Other key points from Blach’s presentation include:

  • U.S. cow and bull slaughter are down 20 percent since August, and down about 3.3 percent year to date. Assuming adequate moisture in key areas, commercial cow slaughter will post further declines of about 8 percent in 2014 and 9 percent in 2015 as herds begin rebuilding.
  • China has dramatically increased its beef imports, primarily from Australia. While U.S. beef remains locked out of the Chinese market, that demand opens up opportunities for U.S. beef in other markets.
  • Heifer retention is likely to increase in the United States over the next few years as producers move into a gradual expansion mode. Cattle Fax expects a year-over-year increase in heifer retention of about 140,000 head in 2014.
  • While the U.S. beef herd has contracted since 1996, dairy-cow numbers have been fairly stable, resulting in a larger percentage of U.S. beef production coming from dairy-breed cattle.
  • In 1997, about 25 percent of U.S. dairies had 500 or more cows. Now dairies of that size account for about 60 percent of the total as the number of small operations declines.
  • Profitability has returned to dairy operations and the trend should continue into 2014.
  • U.S. steer and heifer slaughter will post declines of 300,000, 600,000 and 700,000 head during 2013, 2014 and 2015 respectively due to reductions in the cow herd and more heifers remaining on ranches for breeding purposes.
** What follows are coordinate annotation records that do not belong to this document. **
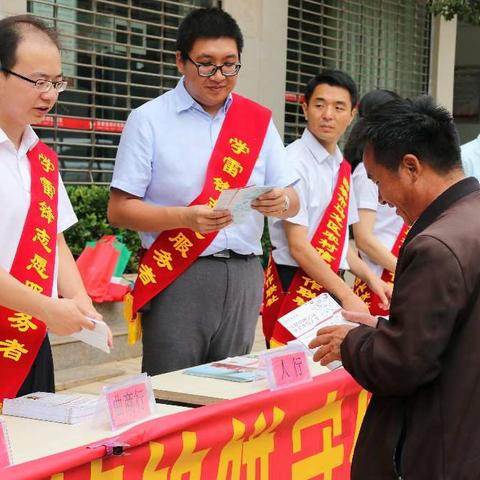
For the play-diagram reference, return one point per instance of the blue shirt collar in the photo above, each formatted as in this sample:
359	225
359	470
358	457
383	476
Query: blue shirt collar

  • Beef demand will post a 2 to 3 percent increase this year and Cattle Fax expects another small increase in 2014.
  • Prices for 550-pound steers will average around $165 per hundredweight this year and $185 next year.
  • Cow-calf producers will earn average profits of around $280 per head in 2014, with low-cost producers topping that average by $150 or more.
  • Fed cattle will average about $126 per hundredweight this year and $130 in 2014. In spite of high selling prices, cattle feeders have lost an average of $75 per head this year. They recently have shifted to moderate profitability, and profits should continue at least through the first quarter of 2014.